The Tough Girls Guide to Life After Cancer
In the beginning of my treatment, my ‘tough girl’ was like a cheerleader. Rah! Rah! Save the world- Sack that c-a-n-c-e-r . Then it was like a broody teenager- pissed off most of the time, annoyed and emotional. Then something shifted and I was ready to step up to be the person I was intended to be – Confident and happy with who I have become.
The other day,I was in the grocery and heard some ladies talking about their chemo treatments. I realized there were 5 of us in the produce section and 3 of us had undergone chemotherapy. It was time to do something about my dream -it was time to make a leap of faith even though I felt it was "too big" for me. As fate would have it, once I made this decision, all kinds of help stepped up to the plate and volunteered for project. There was no turning back.
Many moons ago when people would ask what I ultimately wanted to do with my life- I would respond "I want to build something that will outlast me." Meaning,I wanted to change and impact people in a way that would make the world a better place. I had no idea how plans would unfold - as most of us rarely do. Besides bring two beautiful people into the world, The " Life After Cancer" events are my contribution to the world.

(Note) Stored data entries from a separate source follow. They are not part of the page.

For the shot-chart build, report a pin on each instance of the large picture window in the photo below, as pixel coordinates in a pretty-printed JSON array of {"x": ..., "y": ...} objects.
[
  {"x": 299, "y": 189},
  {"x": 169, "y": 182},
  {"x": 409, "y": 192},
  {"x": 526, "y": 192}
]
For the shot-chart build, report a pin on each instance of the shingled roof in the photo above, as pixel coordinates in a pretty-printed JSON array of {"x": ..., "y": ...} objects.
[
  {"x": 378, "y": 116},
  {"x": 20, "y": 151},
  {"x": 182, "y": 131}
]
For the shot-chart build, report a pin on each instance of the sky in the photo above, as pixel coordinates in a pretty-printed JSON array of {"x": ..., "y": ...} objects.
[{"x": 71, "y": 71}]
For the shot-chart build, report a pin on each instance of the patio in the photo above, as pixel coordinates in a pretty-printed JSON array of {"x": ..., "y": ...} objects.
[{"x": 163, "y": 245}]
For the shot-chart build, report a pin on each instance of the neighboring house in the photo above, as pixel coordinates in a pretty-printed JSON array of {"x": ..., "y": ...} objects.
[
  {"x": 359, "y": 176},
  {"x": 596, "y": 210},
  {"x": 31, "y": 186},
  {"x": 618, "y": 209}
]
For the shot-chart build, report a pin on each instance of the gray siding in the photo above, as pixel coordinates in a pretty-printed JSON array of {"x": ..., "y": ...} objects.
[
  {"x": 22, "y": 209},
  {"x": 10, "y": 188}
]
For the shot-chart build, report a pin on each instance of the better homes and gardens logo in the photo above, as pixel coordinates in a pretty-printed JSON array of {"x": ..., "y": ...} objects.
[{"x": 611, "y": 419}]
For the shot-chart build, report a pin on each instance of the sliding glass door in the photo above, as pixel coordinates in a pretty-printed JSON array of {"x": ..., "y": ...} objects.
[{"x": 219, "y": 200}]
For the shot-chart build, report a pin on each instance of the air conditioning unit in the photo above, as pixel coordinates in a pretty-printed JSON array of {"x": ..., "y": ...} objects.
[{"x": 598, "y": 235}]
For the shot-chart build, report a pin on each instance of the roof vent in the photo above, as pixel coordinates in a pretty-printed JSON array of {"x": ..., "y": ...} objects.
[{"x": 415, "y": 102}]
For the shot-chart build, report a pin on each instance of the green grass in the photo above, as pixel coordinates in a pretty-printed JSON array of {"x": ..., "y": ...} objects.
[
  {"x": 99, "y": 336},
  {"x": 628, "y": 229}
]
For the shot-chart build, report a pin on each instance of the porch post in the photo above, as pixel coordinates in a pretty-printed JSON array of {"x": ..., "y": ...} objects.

I realized there is a lot of support for women initially diagnosed and going through treatments, surgery etc. but not too much about what happens after the cancer is gone and the treatments are over. I understand there are a lot of people who go on with their former life- a life before cancer-but for me, cancer deeply impacted my life and my relationships. Nothing is the same and to be quite honest. . . I had a tough time.
People would say "Oh, well you are so young, you will recover fast!" and yep - that's true - but being young and recovering from cancer creates a whole host of physical problems. Yeah, I AM young and I would like my sex life back - I AM young and I did not plan on having debilitating arthritis and fatigue for my 'younger years' I AM young and did not plan on having to worry about bone density at my age or my teeth falling out for crying out loud. Yes, I will admit - I feel a little robbed of my youth. Whatever-I try not to think about it too much.
A friend recently passed on this quote to me about faith:
Faith...
When you come to the edge of all the light you have, and are about to step off into the darkness of the unknown, faith is knowing one of two things will happen: There will be something solid to stand on,
or you will be taught how to fly.
It's our time to fly... ![]()
My vision and intention is to take "Life After Cancer" events to a national level. After the success in Phoenix I plan to take the event to Ohio and Seattle. I am sure God will let me know where else I am supposed to go. So, please know that your support is not only for the event in AZ, but across the country. Here Are the details so far:
Life After Cancer: A Tough Girl's Guide to Health and Happiness

An interactive event for women who have been affected by any type of cancer.
Guest Speakers to Include:
*Naturopathic Oncologist : Dr. Daniel Rubin of Naturopathic Specialists
* Raw Food Expert and Nutrition Consultant
* Exercise Specialist
* Style and Image Expert
* Life Coach
* Stress Management
* Food
* Prizes
* Laughter,support and FUN!
A donation between $35.00 - $50.00 is suggested, however Dr. Rubin has generously donated select sponsorships. All contributions go to this and future events across the nation.
When: October 30th 2009 from 10:00 a.m. - 2:00 p.m.